AZ Alkmaar festeja vitória no Arena de Amesterdão frente ao Ajax (Foto: ANP/IMAGO)

O deserto pós-Ten Hag

Desde a saída de Erik ten Hag para o Manchester United no verão de 2022, o Ajax já teve três treinadores, Alfred Schreuder, Johnny Heitinga e Maurice Steijn, e chega agora o quarto, John van’t Schip, um homem da casa e ex-selecionador grego, que terá uma missão extremamente complicada num conjunto completamente desmoralizado.

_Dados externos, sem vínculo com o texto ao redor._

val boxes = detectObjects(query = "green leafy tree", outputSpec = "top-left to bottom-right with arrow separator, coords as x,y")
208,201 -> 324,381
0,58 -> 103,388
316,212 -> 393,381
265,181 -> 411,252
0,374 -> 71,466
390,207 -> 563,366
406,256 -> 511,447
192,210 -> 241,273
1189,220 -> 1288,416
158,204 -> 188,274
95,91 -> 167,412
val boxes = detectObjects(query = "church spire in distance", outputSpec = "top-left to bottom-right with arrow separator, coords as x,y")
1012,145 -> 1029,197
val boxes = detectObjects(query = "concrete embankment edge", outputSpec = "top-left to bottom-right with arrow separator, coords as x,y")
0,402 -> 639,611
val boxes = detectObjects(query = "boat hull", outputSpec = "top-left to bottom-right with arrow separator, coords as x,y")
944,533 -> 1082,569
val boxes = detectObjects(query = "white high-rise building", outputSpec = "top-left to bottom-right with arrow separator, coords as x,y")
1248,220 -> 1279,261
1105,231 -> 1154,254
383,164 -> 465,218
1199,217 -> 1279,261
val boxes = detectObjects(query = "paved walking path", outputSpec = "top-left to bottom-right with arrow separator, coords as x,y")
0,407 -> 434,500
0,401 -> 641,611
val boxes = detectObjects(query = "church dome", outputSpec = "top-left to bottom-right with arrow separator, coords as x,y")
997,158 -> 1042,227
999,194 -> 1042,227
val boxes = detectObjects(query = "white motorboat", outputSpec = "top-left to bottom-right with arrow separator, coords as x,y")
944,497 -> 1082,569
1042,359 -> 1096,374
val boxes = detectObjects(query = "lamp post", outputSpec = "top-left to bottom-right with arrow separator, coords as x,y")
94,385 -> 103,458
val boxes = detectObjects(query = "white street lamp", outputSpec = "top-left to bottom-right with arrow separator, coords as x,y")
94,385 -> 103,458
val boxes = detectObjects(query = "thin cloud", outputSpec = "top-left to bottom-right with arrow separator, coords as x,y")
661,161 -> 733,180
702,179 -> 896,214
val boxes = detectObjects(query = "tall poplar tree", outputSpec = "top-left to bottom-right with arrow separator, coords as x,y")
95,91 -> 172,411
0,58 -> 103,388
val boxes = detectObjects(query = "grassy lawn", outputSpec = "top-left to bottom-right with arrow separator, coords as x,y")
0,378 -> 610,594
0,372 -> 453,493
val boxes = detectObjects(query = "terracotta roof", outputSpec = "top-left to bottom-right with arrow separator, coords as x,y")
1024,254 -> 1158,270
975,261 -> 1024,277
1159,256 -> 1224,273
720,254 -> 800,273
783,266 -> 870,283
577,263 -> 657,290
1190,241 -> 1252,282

Apesar de um bom arranque, o primeiro falhou rotundamente depois de um bom trabalho no Club Brugge e Heitinga passou a interino até falhar o acesso direto à fase de grupos da Liga dos Campeões e a conquista da Taça. Já Steijn foi uma escolha muito pouco consensual, depois de uma trajetória discreta ao comando do Den Haag, VVV Venlo, Al Wahda, NAC Breda e Sparta Roterdão. Provou-se que não era o seu momento.

Um caos diretivo

A falta de rumo vislumbrou-se logo na cadeia de comando. O diretor para o futebol Marc Overmars saiu em fevereiro de 2022 por «algumas mensagens impróprias a empregadas», depois de ter sido importante na garantia de qualidade do plantel, com boas contratações e retenção de talento. Chegaram Gerry Hamstra e Kaas Jan Huntelaar para assumir as transferências, mas o primeiro deixou o clube em abril deste ano após alguns erros de casting, como a contratação de Lucas Ocampos ao Sevilha para colmatar a venda de Antony ao Manchester United. Em novembro de 2022, Maurits Hendricks deixou de ser membro do conselho de administração para assumir o papel de diretor desportivo, porém, como antigo guarda-redes de hóquei em campo, a sua especialidade está longe de ser o futebol.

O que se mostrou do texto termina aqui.